Lo status di erasmus prevede un uso sconsiderato di alcolici, quello di abitante dell’Europa del Nord ancor di più: salute, portafoglio e self control, ringraziano vivamente l’ impossibilità di reggere il ritmo di Olandesi, Finlandesi, Tedeschi, Cechi, Polacchi, Francesi…

Sembra che attorno all’Italia ed agli Italiani, graviti un’aura mitica. Talvolta mi sento come una specie protetta in territorio di caccia: bisogna anche stare attenti alle cacciatrici più mature.

Il mio senso di inferiorità per gente che in media parla correttamente due lingue oltre alla propria? Poca se si trattasse solo di tedeschi; ma se a questi aggiungiamo olandesi, finlandesi, cechi, turchi, polacchi, coreani…allora si passa ad un sentimento di manifesta indigenza personale.

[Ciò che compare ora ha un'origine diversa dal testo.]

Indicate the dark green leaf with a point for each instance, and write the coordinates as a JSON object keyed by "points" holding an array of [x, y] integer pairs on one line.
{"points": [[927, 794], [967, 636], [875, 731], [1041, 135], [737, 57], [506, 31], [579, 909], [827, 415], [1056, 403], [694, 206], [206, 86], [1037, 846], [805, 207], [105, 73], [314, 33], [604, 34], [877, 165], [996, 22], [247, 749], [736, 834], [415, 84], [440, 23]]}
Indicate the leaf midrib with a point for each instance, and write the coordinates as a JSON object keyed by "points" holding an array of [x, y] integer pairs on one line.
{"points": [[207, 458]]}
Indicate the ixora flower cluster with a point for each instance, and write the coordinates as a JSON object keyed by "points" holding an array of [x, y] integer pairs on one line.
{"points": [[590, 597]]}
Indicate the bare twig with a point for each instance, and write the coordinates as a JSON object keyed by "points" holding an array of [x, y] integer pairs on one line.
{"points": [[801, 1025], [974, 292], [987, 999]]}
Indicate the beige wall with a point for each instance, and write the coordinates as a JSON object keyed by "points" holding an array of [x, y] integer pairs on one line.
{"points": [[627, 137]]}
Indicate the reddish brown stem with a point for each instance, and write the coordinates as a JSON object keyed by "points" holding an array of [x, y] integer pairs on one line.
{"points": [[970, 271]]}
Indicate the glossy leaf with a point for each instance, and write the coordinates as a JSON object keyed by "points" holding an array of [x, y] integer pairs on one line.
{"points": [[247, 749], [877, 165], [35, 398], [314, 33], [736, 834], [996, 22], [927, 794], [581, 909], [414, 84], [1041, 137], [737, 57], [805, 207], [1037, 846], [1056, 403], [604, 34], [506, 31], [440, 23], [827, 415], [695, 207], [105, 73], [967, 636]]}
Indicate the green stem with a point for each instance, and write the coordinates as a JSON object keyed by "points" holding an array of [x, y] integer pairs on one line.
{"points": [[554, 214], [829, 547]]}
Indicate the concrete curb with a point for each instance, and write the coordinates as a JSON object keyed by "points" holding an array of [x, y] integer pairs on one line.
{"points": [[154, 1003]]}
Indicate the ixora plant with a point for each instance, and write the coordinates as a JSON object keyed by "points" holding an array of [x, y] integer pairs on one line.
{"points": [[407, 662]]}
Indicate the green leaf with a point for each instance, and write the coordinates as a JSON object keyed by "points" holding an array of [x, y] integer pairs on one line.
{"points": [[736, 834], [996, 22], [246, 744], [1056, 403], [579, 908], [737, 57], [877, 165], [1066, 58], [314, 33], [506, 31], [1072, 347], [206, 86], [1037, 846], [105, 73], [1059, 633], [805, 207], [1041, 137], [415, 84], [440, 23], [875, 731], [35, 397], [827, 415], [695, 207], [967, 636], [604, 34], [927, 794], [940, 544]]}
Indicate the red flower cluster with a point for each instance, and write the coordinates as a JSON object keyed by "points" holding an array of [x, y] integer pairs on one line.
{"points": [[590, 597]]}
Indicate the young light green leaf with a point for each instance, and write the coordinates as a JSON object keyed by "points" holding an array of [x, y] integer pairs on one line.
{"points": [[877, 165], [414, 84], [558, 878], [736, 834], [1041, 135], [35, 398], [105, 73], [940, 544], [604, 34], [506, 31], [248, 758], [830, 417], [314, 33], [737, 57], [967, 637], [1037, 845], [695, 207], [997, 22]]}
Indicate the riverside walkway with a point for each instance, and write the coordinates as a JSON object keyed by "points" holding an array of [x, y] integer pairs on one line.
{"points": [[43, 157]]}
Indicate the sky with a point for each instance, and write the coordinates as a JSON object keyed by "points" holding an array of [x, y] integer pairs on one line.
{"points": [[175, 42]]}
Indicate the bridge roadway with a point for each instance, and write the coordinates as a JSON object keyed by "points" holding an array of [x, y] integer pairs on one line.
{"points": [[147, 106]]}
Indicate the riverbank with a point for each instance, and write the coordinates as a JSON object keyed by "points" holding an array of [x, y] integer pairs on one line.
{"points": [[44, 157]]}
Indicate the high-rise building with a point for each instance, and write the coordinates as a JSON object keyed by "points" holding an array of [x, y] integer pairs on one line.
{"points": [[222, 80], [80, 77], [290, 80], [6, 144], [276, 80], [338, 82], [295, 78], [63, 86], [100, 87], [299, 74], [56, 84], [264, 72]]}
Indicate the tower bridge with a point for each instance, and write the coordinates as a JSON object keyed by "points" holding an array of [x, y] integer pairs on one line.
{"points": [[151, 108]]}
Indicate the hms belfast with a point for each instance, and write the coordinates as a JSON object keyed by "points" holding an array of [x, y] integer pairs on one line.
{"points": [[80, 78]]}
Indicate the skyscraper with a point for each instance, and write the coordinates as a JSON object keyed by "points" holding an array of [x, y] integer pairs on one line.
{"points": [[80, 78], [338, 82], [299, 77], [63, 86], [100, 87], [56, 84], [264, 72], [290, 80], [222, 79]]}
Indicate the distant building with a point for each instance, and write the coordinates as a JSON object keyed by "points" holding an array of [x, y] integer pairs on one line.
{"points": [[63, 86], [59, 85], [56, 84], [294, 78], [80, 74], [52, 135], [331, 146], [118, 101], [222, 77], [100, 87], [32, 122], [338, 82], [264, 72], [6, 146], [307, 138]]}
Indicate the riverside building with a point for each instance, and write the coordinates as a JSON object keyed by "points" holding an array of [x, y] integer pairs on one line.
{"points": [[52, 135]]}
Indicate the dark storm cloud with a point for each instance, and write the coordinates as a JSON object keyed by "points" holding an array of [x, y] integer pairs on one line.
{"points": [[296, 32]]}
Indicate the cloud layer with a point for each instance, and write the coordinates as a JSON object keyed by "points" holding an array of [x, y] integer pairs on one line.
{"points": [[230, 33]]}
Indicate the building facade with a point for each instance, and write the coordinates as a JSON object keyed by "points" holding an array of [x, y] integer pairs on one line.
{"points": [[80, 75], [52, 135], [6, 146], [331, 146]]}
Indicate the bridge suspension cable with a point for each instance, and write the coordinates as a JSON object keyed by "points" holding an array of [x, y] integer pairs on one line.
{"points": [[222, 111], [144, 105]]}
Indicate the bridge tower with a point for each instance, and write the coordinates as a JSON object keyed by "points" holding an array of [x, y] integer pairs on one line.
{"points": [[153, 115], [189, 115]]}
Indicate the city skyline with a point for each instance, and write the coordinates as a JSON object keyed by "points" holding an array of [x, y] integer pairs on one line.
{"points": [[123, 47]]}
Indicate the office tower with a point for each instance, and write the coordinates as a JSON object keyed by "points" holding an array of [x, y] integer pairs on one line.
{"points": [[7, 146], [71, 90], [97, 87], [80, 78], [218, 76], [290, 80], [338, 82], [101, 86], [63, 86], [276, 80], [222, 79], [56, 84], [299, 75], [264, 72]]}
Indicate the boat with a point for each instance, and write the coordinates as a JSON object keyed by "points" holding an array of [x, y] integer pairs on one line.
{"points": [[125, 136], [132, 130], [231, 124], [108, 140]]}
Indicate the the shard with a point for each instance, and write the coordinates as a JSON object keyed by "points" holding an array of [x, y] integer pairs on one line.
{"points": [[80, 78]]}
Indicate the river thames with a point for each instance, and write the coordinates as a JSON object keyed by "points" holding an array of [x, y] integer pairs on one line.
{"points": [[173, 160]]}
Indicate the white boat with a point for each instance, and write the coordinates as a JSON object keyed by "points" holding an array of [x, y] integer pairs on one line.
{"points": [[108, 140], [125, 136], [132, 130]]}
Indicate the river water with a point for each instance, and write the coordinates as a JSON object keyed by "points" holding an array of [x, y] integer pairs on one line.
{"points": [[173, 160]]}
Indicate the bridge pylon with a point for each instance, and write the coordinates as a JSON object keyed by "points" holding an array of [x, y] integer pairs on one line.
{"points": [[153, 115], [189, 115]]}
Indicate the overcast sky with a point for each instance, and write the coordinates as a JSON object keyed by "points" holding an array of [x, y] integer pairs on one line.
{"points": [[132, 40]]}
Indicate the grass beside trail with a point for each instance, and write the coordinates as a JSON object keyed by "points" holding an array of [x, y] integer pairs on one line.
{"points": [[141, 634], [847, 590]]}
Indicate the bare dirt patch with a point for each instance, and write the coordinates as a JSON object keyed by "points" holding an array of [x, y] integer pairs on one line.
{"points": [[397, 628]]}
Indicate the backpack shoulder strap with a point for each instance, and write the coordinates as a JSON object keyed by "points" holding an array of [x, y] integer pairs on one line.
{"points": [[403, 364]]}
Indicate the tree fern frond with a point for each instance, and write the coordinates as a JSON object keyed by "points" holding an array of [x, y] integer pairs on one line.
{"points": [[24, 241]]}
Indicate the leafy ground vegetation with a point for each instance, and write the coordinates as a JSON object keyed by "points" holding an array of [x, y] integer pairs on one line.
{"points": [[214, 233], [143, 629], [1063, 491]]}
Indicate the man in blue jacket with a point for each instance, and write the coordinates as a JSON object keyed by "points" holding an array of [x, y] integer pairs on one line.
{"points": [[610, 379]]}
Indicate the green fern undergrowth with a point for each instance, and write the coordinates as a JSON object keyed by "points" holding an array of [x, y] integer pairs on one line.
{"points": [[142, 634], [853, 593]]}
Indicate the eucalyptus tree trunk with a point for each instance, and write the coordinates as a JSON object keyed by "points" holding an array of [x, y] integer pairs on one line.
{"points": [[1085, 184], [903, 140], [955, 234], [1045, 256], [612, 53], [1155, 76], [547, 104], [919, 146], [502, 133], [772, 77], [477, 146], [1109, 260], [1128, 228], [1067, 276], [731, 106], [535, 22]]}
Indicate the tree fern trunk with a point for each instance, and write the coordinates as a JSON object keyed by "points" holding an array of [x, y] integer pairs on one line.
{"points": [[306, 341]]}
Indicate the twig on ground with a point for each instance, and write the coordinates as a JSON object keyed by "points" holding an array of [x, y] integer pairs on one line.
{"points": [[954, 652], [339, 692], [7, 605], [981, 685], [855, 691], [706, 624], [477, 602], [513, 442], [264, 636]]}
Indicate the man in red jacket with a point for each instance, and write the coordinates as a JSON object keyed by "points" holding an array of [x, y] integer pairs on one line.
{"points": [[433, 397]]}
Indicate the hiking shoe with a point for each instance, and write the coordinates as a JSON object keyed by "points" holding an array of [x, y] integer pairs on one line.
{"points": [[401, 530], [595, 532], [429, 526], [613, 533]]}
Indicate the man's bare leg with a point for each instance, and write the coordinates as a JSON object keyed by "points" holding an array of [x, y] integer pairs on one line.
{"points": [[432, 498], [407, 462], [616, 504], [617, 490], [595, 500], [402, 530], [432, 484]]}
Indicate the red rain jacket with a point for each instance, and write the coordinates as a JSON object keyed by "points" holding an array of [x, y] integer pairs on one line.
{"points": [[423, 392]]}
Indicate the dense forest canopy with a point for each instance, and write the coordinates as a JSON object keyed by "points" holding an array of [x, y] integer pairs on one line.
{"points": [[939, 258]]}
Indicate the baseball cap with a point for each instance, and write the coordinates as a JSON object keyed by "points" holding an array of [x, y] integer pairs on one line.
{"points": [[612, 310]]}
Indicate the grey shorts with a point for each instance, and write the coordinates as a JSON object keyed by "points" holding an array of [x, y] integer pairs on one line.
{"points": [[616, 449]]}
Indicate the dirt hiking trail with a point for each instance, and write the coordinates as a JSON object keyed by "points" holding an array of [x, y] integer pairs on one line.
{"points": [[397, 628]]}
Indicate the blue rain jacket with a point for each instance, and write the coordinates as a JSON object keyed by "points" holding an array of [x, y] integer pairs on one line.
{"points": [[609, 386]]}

La spesa diventa un’attività complessa, al limite dell’impossibile. Poche speranze di trovare ciò che risulta mediamente utile ad un italiano: e non parlo solo di alimenti. Due settimane di continua ricerca ancora non mi hanno permesso di trovare un cazz…di secchio per mocio.

Trade Markettari, la distribuzione italiana sarà anche la peggio organizzata, il suo livello di redditività al lordo di contributi fattura sarà pure tra i più bassi d’europa, ma sul livello di servizio offerto al consumatore ( in termini di assortimento) sono pronto ad aprire un contraddittorio.

La mia camera? Praticamente un monolocale di 15 metri quadri comprensivo di letto scrivania mensole armadio cucina tinello bagno doccia e niente bidè. Come questo possa essere possibile? Frutto del razionalismo tedesco.

Paghi 70 centesimi per utilizzare il bagno in una stazione di servizio sull’autostrada e con lo stesso ticket puoi usufruire di un coupon sconto di 50 centesimi sul food? Sconcertante associazione, sempre frutto del razionalismo tedesco.

Il bagno dentro la mia stanza interamente in pvc: orribile! Sembra essere stato fabbricato per una cabina di una nave e poi bello e pronto montato in una residenza universitaria.

Il livello di socializzazione nel mio dormitorio? Nullo. Solo un agglomerato di monolocali.

Posso ospitare chiunque quando meglio lo ritengo opportuno: esplicito messaggio ai promessi visitatori. Organizzatevi, vi aspetto!